I’ve barely closed my eyes when Zak thumps me on the nose. “Don’t ignore me, asswipe.”

“Fuck off.”

He sighs heavily. “Want me to blow you?”

Even though my cock stirs, I ignore it. Zak doesn’t just give a blowjob and move on. He insists on kissing, cuddling, and heartfelt talks after. It goes so beyond the friend zone he’s supposed to be in. If I’m not careful, his newly gay ass is going to fall in love with me. And, as much as I love him on a completely platonic level, I’m not in love with him. Not like that.

I don’t think I’ll ever love anyone.

I’m broken.

“We could go to dinner with our brothers,” he suggests when I don’t bite at the blowjob offer. “They’re going to meet up with Brie at Comida’s.”

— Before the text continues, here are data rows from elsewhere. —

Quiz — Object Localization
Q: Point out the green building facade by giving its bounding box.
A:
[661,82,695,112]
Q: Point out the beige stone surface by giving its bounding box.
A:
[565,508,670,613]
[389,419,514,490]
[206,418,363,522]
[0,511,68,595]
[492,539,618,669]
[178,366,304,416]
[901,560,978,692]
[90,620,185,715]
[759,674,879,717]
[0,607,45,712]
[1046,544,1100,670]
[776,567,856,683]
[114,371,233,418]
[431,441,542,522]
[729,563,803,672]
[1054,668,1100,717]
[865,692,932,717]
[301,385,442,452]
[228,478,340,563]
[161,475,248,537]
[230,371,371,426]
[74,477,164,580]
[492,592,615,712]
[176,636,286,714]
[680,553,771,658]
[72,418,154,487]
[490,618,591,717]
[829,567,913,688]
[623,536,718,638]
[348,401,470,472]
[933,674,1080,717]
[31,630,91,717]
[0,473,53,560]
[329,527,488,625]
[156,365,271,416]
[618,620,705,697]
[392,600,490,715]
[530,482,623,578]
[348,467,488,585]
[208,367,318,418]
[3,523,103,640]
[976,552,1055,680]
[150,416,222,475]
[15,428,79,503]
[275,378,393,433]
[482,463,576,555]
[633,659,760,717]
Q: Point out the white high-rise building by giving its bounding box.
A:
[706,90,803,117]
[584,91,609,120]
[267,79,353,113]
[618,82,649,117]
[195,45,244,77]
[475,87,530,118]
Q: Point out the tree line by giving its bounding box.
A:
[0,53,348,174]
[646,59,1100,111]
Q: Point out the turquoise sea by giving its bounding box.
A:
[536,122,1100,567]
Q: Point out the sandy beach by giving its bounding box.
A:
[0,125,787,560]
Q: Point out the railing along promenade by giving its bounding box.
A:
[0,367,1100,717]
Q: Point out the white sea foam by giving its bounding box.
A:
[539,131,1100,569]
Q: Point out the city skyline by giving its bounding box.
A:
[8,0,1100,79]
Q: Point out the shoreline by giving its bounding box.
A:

“You should go with them.”

He thumps me on the nose again. This time, I thump him back. His grin is antagonistic. I try to push him away, but since Zak is built like a freight train, he pins me on my bed, his leg settling between mine. The playfulness fades from his face as he drops a kiss to my lips.

Soft. Warm. Sweet.

I wish I could feel something for Zak. Burning need or desire. Anything. All I feel is friendly affection.

He rains worshipful kisses on my lips and chin. When I turn away, he isn’t deterred and trails his lips across my jaw to my neck. I feel his smile before he sucks on the skin there, no doubt leaving a mark on my fair skin.

“Asshole,” I complain.

He nips at the skin and then sits up to rip off his T-shirt. It’s no hardship looking at Zak’s naked upper body. My cock is a fan because he’s carved with hard muscles beneath tanned skin. I’m especially appreciative of the V muscles that direct your attention down to his impressive dick. I’ve licked his dark happy trail more times than I can count. Sucked his dick just as many.

God, why can’t I just love him the way he deserves?

He shoves my shirt up, exposing my chest that’s toned but in no way near as chiseled as his. The way he kisses my abs, though, you’d think I’m the most beautiful thing he’s ever laid eyes on. Guilt wriggles its way down my spine, killing my boner.

“I always know how to cheer you up,” he says, running his tongue around my belly button. “One of these days, you’ll let me fuck you. I bet that’d make you smile.”